<南風>奥尻の恩を福島で返す


この記事を書いた人 Avatar photo 琉球新報社

 7月12日、200人以上が亡くなった北海道南西沖地震から26年が経った。昨年8月、当時20歳だった浅利勇二さん(46)に奥尻島を案内してもらい、震災当時の話を聞いた。

 1993年(平成5年)7月12日午後10時17分、マグニチュード7・8の地震が発生。この世の終わりかと思った。浅利さんは、父と義理の兄を津波で亡くした。父は今も見つかっていない。津波は地震発生から7分という短い時間で島を襲った。時速500キロの速さで。

 避難所の生活は苦しかった。プライバシーも無かった。ようやく仮設住宅へ移った。薄い壁はストレスを高めた。浅利さんは奥尻島復興のために、コンクリートミキサー車の運転手になった。故郷は、世界の支援を受けて蘇(よみがえ)った。その後結婚して函館に移った。

 2011年3月11日「東日本・津波・原発事故大震災」が発生。浅利さんは10日後、トラックに畳と支援物資を積んで、宮城県沿岸部を回った。その時初めて、福島県でも津波の被害が大きかった事実を知った。北海道では、原発事故しか伝えられていなかった。

 浅利さんは、東北の震災から2年後の13年4月、函館の会社を辞めた。「地震・津波・原発事故で苦しんでいる福島県の復興の力になりたい」と。妻の陽子さんは「私は行かない」と即答した。原発事故による放射能が気になったからだ。
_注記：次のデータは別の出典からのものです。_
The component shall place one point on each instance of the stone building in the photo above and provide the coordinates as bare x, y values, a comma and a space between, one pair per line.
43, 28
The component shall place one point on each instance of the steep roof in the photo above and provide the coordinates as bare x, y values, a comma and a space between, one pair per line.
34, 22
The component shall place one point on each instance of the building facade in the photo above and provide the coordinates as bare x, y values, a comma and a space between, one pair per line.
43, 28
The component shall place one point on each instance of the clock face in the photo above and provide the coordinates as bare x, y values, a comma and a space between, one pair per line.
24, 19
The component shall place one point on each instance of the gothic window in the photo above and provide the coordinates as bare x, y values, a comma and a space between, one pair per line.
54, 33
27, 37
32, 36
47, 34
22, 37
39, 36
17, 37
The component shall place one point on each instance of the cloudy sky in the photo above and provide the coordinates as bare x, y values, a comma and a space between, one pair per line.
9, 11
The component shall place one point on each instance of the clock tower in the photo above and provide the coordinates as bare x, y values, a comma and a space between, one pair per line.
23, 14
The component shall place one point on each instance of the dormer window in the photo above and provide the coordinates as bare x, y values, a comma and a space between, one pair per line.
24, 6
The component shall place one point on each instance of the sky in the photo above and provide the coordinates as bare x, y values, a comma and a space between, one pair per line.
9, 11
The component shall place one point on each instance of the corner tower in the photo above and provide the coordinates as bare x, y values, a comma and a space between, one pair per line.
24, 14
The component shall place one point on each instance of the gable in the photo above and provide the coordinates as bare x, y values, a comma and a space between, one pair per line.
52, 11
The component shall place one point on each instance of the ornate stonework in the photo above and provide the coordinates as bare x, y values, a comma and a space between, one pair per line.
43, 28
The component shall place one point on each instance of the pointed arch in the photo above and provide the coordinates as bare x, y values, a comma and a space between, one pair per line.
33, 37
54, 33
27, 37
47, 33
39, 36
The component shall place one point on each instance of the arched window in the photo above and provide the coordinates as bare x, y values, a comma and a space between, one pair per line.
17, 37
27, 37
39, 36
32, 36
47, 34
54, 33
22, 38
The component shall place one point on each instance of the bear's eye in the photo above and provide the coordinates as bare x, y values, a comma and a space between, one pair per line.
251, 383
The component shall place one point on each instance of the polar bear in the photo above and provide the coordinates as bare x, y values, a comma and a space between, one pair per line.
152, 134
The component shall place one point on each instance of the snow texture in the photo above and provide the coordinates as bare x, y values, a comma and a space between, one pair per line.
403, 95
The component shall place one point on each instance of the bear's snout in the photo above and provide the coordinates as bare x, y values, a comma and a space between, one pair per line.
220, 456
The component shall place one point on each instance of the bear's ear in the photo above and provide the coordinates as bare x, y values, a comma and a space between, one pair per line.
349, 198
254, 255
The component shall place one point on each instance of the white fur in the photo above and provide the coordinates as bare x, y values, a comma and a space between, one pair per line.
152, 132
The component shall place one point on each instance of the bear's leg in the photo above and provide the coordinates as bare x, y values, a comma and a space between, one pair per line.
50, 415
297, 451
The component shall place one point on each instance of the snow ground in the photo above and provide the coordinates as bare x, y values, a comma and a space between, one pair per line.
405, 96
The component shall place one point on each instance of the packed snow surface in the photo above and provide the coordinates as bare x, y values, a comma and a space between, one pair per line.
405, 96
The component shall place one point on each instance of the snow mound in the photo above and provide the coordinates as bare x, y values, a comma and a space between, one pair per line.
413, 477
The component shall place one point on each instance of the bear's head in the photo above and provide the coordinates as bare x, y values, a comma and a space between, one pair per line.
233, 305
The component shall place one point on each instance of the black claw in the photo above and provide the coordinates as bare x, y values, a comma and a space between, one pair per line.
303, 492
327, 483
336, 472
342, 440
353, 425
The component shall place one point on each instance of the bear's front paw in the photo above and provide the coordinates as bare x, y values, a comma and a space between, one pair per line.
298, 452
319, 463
 浅利さんが福島に行く3日前、陽子さんは、函館の介護老人ホームを退職。5月3日、2人は軽自動車で福島県いわき市を目指した。浅利さんは今、トラックドライバーとして福島復興のためにハンドルを握っている。浅利さんが言った。「3年前に亡くなった母の口癖は、『地震が起きたら、逃げるが勝ち』。それを全国の人に知ってほしい。奥尻の教訓として」。2人の復興支援は7年目に入った。